Friends That Break Your Heart

James Blake

Republic Records – 2021
par Jeff, le 13 octobre 2021
8

J’aime avoir raison, et expliquer pourquoi j’ai raison. Ce qui est un atout quand on joue au critique musical durant son temps libre. Mais contrairement au sombre connard qui n’a confiance qu’en sa prétendue bonne parole, j’aime aussi ployer sous le poids des arguments de mon opposant·e. Alors il me faut battre publiquement ma coulpe : oui James Blake, tu auras fini par me faire plier, mon salaud.

Mon point de vue sur l’Anglais, il tient à peu de choses près dans cette chronique pour le moins rugueuse publiée sur nos pages il y a 10 ans, quand celui qui était alors le wünderkind de la bass music, dont il incarnait superbement le côté bâtard sensible, entamait une carrière de crooner désabusé qui, à la seule aune des chiffres de vente et de streaming, est une réussite totale. Cette facette de son personnage m’a toujours passablement exaspéré, irrité que j’étais par les jérémiades d’un artiste à qui je prêtais des desseins autrement plus ambitieux que « Limit to Your Love » - qui n’est rien d’autre que du Sam Smith pour la génération Stan Smith.

Mais voilà, ses fameux desseins plus ambitieux, James Blake ne les a jamais perdus de vue. Et même si tous les projets qui ont suivi se sont inscrits dans le droit fil de l’album éponyme de 2011, depuis quelques années, il a appris à sortir de sa zone de confort : quand on le croise sur le dernier album de Dave ou sur l’un des gros bangers hip hop de ces cinq dernières années, il met sa sensibilité au service de collaborations qui lui apportent beaucoup en retour. Déjà sur Assume Form, on l’avait vu inviter André 3000 à pousser la chansonnette ou se confronter sur son propre terrain de jeu à l’un des producteurs les plus influents du rap US (Metro Boomin, à nouveau présent ici), mais tout cela était finalement très timide. Il aura donc fallu 2021 pour que le monstre de créativité qu’il a toujours été s’assume totalement sur un disque qui porte son nom.

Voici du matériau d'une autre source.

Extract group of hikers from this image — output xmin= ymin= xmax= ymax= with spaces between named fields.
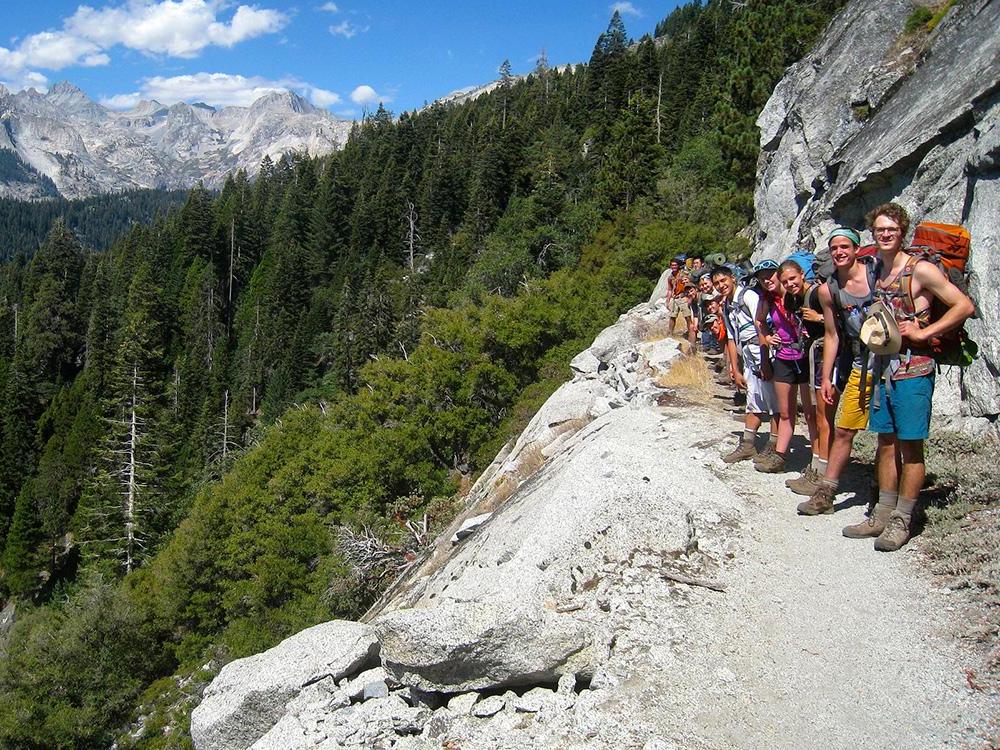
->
xmin=651 ymin=203 xmax=975 ymax=551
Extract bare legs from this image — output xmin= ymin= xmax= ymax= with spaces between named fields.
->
xmin=876 ymin=433 xmax=926 ymax=506
xmin=772 ymin=382 xmax=798 ymax=456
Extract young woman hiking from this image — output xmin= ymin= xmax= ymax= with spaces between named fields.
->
xmin=776 ymin=260 xmax=824 ymax=495
xmin=754 ymin=260 xmax=816 ymax=473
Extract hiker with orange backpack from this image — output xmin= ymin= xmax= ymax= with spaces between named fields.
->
xmin=797 ymin=227 xmax=877 ymax=520
xmin=848 ymin=203 xmax=975 ymax=552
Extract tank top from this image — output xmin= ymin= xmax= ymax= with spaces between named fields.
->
xmin=767 ymin=300 xmax=805 ymax=362
xmin=837 ymin=287 xmax=875 ymax=369
xmin=875 ymin=256 xmax=935 ymax=380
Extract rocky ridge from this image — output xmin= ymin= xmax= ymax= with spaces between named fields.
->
xmin=754 ymin=0 xmax=1000 ymax=432
xmin=191 ymin=305 xmax=990 ymax=750
xmin=0 ymin=82 xmax=351 ymax=199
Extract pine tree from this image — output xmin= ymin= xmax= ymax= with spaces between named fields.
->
xmin=81 ymin=263 xmax=165 ymax=573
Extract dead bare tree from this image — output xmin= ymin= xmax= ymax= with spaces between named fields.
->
xmin=405 ymin=201 xmax=420 ymax=273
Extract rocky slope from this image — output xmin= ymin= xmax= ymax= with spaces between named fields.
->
xmin=191 ymin=305 xmax=996 ymax=750
xmin=0 ymin=83 xmax=351 ymax=199
xmin=755 ymin=0 xmax=1000 ymax=431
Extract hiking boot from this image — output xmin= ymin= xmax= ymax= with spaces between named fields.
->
xmin=753 ymin=440 xmax=775 ymax=464
xmin=875 ymin=511 xmax=910 ymax=552
xmin=785 ymin=466 xmax=819 ymax=497
xmin=795 ymin=484 xmax=837 ymax=516
xmin=753 ymin=451 xmax=785 ymax=474
xmin=722 ymin=440 xmax=757 ymax=464
xmin=843 ymin=503 xmax=892 ymax=539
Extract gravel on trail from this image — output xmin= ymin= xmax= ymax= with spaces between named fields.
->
xmin=650 ymin=382 xmax=1000 ymax=750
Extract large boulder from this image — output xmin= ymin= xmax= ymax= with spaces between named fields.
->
xmin=372 ymin=407 xmax=737 ymax=693
xmin=191 ymin=620 xmax=378 ymax=750
xmin=754 ymin=0 xmax=1000 ymax=430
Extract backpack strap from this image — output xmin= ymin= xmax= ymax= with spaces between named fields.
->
xmin=735 ymin=286 xmax=760 ymax=346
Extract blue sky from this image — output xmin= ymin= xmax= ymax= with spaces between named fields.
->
xmin=0 ymin=0 xmax=677 ymax=117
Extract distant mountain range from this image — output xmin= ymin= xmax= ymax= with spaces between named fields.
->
xmin=0 ymin=82 xmax=352 ymax=199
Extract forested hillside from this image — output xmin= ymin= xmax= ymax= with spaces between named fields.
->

Dès les premières secondes de « Famous Last Words », évidemment que l’on retrouve cette voix unique et cette propension à solliciter nos glandes lacrymales, mais dans l’exécution, on ne peut s’empêcher de penser qu’avoir croisé des gens comme Connan Mockasin ou Oneohtrix Point Never ces dernières années a forcément poussé James Blake à se remettre en question en tant que producteur et faiseur d’ambiances. Une réflexion qui s’applique également à « Say What You Will », qui aurait probablement été une ballade piano / voix dépouillée sur n’importe quel autre album, mais qui se laisse envelopper par des volutes R&B pour un résultat d’une beauté désarmante. Ailleurs sur le disque, James Blake s’attèle à nous surprendre en permanence, comme lorsqu’il laisse SZA casser la dynamique de « Coming Back », qu’il laisse les clés de « Frozen » aux MCs JID et SwaVay ou qu’il s’efface intelligemment derrière la production d’un « I’m So Blessed You’re Mine » qui aurait tout à fait eu sa place sur l'un de ses EP période R&S Records.

Quand on écoute Friends That Break Your Heart, on se dit que tout ce qu’il nous est donné d’entendre est peut-être la concrétisation de dix années à avancer à tâtons. Et c'est donc ce qu’il y a de plus grisant avec ce cinquième album studio du Londonien : il contient suffisamment d’imperfections (on vous rassure, ils ne sont pas légion) pour qu’on entrevoie une marge de manœuvre digne de ce nom, à combler sur un prochain album qui consacrera alors James Blake comme le génie que je n’ai jamais su voir en lui. Haters gonna love.